CA Paris, Pôle 5 ch. 8, 27 mars 2012, n° 10/24901

PARIS

Arrêt

Infirmation partielle

PARTIES

Demandeur :

MJA (Selafa)

Défendeur :

M. Touitou

COMPOSITION DE LA JURIDICTION

Président :

Mme Hirigoyen

Conseillers :

Mme Delbes, M. Boyer

Avocats :

Me Levy, Me Bolling

T. com.

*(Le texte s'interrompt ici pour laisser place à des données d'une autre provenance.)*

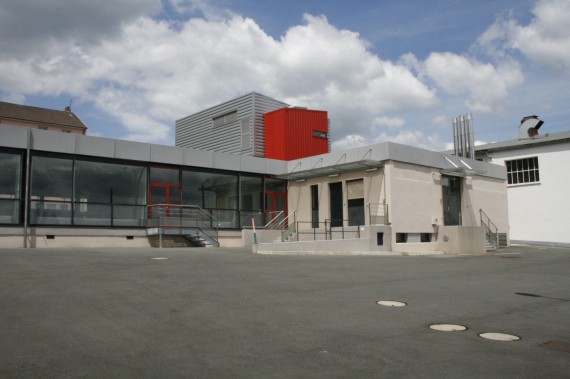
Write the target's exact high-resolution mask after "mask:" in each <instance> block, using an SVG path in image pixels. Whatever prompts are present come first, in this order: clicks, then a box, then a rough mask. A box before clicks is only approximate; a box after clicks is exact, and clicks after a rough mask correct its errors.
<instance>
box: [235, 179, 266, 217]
mask: <svg viewBox="0 0 570 379" xmlns="http://www.w3.org/2000/svg"><path fill="white" fill-rule="evenodd" d="M240 185H241V198H240V209H245V210H261V209H263V204H261V202H262V196H263V183H262V178H261V177H259V176H245V175H242V176H240Z"/></svg>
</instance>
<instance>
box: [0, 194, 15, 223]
mask: <svg viewBox="0 0 570 379" xmlns="http://www.w3.org/2000/svg"><path fill="white" fill-rule="evenodd" d="M19 223H20V200H7V199H0V224H19Z"/></svg>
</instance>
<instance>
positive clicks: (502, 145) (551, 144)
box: [475, 131, 570, 152]
mask: <svg viewBox="0 0 570 379" xmlns="http://www.w3.org/2000/svg"><path fill="white" fill-rule="evenodd" d="M564 142H570V131H568V132H560V133H546V134H541V135H538V136H536V137H531V138H524V139H513V140H507V141H501V142H493V143H487V144H485V145H478V146H475V151H476V152H481V151H501V150H516V149H520V148H524V147H530V146H540V145H552V144H557V143H564Z"/></svg>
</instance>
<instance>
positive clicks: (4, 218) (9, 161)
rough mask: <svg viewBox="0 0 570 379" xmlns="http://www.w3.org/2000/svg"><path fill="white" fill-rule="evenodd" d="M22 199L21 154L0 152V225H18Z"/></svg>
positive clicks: (21, 164) (5, 152) (1, 151)
mask: <svg viewBox="0 0 570 379" xmlns="http://www.w3.org/2000/svg"><path fill="white" fill-rule="evenodd" d="M21 199H22V154H21V153H16V152H7V151H6V152H3V151H0V224H19V223H20V217H21V212H20V210H21Z"/></svg>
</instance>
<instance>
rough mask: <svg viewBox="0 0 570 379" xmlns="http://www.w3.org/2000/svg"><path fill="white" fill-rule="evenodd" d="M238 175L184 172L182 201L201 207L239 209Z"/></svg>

Paris, du 2 déc. 2010, n° 200905…

2 décembre 2010

M. Jean-Marc Touitou a fondé et dirigé la société de droit français System Organisation, SAS, spécialisée dans l'organisation de voyages et prestations dans le domaine du tourisme puis, unique actionnaire, il a cédé la totalité du capital soit 250 actions à la société Exploraction Associés par contrat du 12 janvier 2007, pour le prix de base de 650 000 euros avec effet rétroactif au 31 décembre 2006.

Le contrat de cession incluait une clause de garantie d'actif et de passif devant être mise en oeuvre dans un délai de 15 jours à compter de la connaissance du fait générateur prévoyant que 'M. Touitou s'engage à indemniser, au choix de la société Exploraction Associés, soit la société System Organisation soit la société Exploraction Associés de tout coût, frais, charge, passif et plus généralement préjudice effectivement subi soit par la société System Organisation et/ou la société Exploraction Associés ', trouvant son origine dans l'inexactitude des ses déclarations, la diminution d'un poste d'actif ou l'augmentation d'un poste de passif, en matière d'impôts et de cotisations sociales par suite de tout redressement portant sur la période antérieure ou la diminution du montant des capitaux propres figurant dans les comptes au 31 décembre 2006 si ce montant est inférieur à 150 000 euros, avec application d 'une franchise de 15 000 euros.

En mai 2007, les comptes au 31 décembre 2006 ont été établis par les nouveaux actionnaires et dirigeants de la société System Organisation et arrêtés entre les parties.

Le montant des capitaux propres présentant un montant négatif de 3 572 euros, M. Touitou a versé à la société Exploraction Associés, cessionnaire, la somme de 150 000 euros au titre de la garantie d'actif et de passif.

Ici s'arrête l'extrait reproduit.